Da un punto di vista economico, ho sempre pensato che si potesse dimostrare che lavori di bassa macelleria cinematografica che trasformano un videogame in un film non fossero davvero convenienti e che portassero inevitabilmente alla rovina. E avevo più o meno ragione fino all’uscita della saga cinematografica di Resident Evil. Poi arrivano questi due action movie mascherati da horror (non ci provano nemmeno a spaventare gli spettatori) che utilizzano la trama dei videogame in maniera davvero ridicola e sbancano i botteghini americani.
E infine arriva anche il terzo capitolo, che con una sterzata alla Mad Max diverge in maniera definitiva dai videogiochi di Capcom. Che poi diciamocelo: sono dei passabili b-movie, con qualche trovata carina. Però il nome pesa e uno si chiede come si sarebbero comportati al cinema degli adattamenti più fedeli alla trama originale.
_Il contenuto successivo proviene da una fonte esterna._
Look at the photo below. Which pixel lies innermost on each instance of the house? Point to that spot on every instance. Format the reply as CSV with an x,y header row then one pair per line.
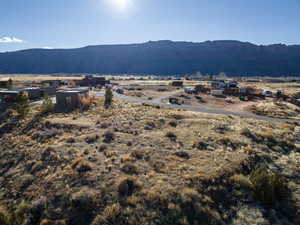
x,y
70,99
91,81
5,82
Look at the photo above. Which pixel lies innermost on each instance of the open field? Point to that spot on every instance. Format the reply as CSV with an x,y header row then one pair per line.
x,y
138,164
34,77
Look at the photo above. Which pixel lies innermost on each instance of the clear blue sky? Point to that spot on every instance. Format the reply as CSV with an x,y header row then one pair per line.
x,y
76,23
Videogiochi e cinema hanno uno strano rapporto di reciproca dipendenza. Il videogiochi cannibalizzano a ondate l’immaginario cinematografico, rendendo interattive le trovate visive del momento (ultimamente ispirate ai giochi stessi!). Il cinema si vendica prendendo franchise di successo e modificandoli a proprio uso e consumo. Non che ne abbia bisogno vitale; potrebbero benissimo realizzare un action-movie con zombie senza il marchio Resident Evil, ma avere una base di spettatori-fan aiuta a evitare le catastrofi e garantire un minimo garantito di spettatori. In un circolo vizioso di idee continuamente riciclate, ne fanno ovviamente le spese i progetti davvero ragionati che hanno difficoltà ad emergere o semplicemente a vedere la luce.
Intanto Resident Evil: Extinction sbanca il botteghino. Olè.